Call of duty modern warfare

Digital Foundry Analyzes Call of Duty: Modern Warfare Trailer, Calls it “A New Milestone”

The latest entry in the Call of Duty franchise was revealed last week, with Infinity Ward showing off its soft reboot of the Modern Warfare subseries. While people are excited about where Infinity Ward may take this one creatively, it also marks a whole new engine with some very impressive rendering technology to make it look more realistic than it ever has before. We had a chance to go check out the new tech at Infinity Ward ourselves and while we came away thoroughly impressed with what we’d seen, I thought we’d toss it to the experts to verify that it all stacks up.

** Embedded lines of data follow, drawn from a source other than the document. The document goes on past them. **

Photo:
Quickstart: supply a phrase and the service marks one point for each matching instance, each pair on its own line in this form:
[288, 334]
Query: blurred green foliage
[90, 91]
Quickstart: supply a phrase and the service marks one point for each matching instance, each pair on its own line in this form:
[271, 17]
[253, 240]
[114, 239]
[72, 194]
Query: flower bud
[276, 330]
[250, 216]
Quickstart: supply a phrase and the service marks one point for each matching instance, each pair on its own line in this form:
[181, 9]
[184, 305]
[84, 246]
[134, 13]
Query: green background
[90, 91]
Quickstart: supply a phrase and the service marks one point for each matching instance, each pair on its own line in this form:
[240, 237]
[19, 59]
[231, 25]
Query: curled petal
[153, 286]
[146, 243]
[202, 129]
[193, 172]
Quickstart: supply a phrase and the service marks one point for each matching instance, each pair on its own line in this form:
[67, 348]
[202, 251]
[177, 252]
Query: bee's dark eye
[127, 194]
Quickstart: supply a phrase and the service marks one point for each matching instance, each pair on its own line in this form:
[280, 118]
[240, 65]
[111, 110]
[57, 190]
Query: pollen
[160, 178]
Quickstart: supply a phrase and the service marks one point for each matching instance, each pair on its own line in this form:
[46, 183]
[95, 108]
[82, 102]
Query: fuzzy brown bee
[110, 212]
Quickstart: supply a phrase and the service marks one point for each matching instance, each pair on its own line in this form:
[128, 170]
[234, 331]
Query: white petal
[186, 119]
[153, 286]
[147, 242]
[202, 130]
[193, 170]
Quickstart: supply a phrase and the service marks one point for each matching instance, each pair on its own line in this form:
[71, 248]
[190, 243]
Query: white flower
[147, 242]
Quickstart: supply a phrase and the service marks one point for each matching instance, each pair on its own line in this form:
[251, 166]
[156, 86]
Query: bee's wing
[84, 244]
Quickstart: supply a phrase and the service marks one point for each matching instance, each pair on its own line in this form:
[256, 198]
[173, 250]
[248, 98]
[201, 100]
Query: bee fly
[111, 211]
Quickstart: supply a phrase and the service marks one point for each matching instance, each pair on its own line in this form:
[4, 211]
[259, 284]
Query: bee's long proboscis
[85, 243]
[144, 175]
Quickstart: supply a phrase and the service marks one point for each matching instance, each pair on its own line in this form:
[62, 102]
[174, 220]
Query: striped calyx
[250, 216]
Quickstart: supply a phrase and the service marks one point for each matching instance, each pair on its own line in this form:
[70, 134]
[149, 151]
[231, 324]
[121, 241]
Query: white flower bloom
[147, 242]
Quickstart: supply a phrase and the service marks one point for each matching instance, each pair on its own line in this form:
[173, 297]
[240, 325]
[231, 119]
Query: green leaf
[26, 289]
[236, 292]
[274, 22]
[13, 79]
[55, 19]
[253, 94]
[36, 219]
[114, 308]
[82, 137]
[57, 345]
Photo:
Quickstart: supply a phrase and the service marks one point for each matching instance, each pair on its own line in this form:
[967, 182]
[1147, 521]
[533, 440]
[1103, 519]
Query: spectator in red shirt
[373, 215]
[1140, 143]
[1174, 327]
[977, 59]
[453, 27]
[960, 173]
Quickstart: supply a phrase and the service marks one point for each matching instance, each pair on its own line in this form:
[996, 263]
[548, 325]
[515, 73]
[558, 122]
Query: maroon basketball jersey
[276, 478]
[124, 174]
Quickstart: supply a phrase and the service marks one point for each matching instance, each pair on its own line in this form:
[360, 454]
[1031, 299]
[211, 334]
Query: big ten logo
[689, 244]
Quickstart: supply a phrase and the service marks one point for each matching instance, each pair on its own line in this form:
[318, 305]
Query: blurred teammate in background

Digital Foundry also had a chance to visit Infinity Ward and gave their expert technical analysis of the reveal trailer and campaign content that was shown at the studio. They confirmed that everything you see in the trailer is running in real time on a PS4 Pro. It’s not pre-rendered. It’s not even “in-engine” footage (which can be deceiving in and of itself), but actual realtime gameplay. “What you see is what you’ll get,” says Digital Foundry’s Rich Leadbetter.

He goes on to say that this is “a new milestone” for the franchise, and coming from the tech experts, that’s saying quite a lot. He talks about photogrammetry, going into more details about how this process reproduces physical objects and their material properties. It’s a physical-based rendering system, so that means that these values are applied to the objects themselves, and not achieved through other tricks or methods.

At this point, the video slows down to 25% speed to show off some of the finer details, such as lighting playing over duct tape on a helmet, and the helmet itself, with every bit of the texture defined to the smallest cracks and bumps. Next, Leadbetter confirms that the engine is capable of rendering more than five times the number of triangles as previous games, showing one scene featuring a teeming crowd of people that is reportedly more than eight million triangles. Again, he reminds the viewer that the shot is running in real time in the game, not pre-rendered CGI or “in-engine” magic, which makes its fidelity and triangle count all the more impressive. He says that tessellation allows increased fidelity without artifacts normally present under these circumstances, most notably on close inspection of the object.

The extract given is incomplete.